Chaplain Writes

Dear Saints,


In our previous Magazine, questions were raised like: “Is there more to being a Christian than just living individual nice lives. Being nice people, making everybody feel nice about themselves, not taking everything too seriously? Do we leave all decisions made that impact the majority of people in the world to a few elite men and maybe a woman or two in between? Do you sometimes struggle with questions like this, or have you given up trying to understand?”


For our Lenten Course/Bible Study, we are engaging these questions by looking at the Psalms. We have engaged with the psalms during Advent, letting a more formal English translation be read alongside a more contemporary translation and interpretation in the Message Bible, as presented by Eugene Peterson, who is both an Old Testament Scholar and Pastor. Now, during Lent, we are following Jesus’ passion through the eyes of Matthew and the other Gospel writers, and scripture witnesses to the fact that Jesus recited Psalm 22 when he was hanging on the Cross.


As we dig into the Psalms, we are engaging the work of the Old Testament Scholar Walter Brueggemann, who has developed a very helpful way of categorising the Psalms and bringing them into our personal lives and the lives of our communities. He suggests that we regularly find ourselves in one of three places:


1. a place of orientation, in which everything makes sense in our lives;


2. a place of disorientation, in which we feel we have sunk into the pit; and


3. a place of new orientation, in which we realise that God has lifted us out of the pit and we are in a new place full of gratitude and awareness about our lives and our God.
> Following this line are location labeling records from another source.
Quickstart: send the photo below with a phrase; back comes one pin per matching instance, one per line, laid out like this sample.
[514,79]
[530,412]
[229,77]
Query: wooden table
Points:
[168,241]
Accordingly, the psalms generally match those places, so he identifies psalms of orientation, disorientation, and new orientation.


Psalms of Orientation: Psalms 8, 24, 33, 104, 133 and 145 are great examples of this type of psalm. They are the psalms we are most comfortable with. They are psalms of gratitude for God’s ordering of life. These psalms reflect life the way it is expected to be: full of blessing for the saints. These are psalms in which the Torah is celebrated, and the God of creation is praised.


Psalms of Disorientation: Psalms 13, 35, 74, 86, 95, and 137 are great examples of this type of psalm. These psalms are the reaction of the faithful to God when the world they knew was broken. These are psalms of lament that move and deepen the faith of the worshiper. They reflect times of great despair. There is a sense of urgency to them. They reflect the pain of people communicating with their God in world-shattering circumstances. The content and context of these circumstances are painful, and the words reflect that.


Psalms of New Orientation, of which Psalms 29, 42, 47, 93, 97, 98, 99, 114, 148 and 150 are good examples. These are deeper versions of the orientation psalms. Disorientation is now past, and the singe praises God for salvation. This new orientation includes the victory hymns of Yahweh, of which Miriam’s song in Exodus 15, although not part of the book of Psalms, is a great example.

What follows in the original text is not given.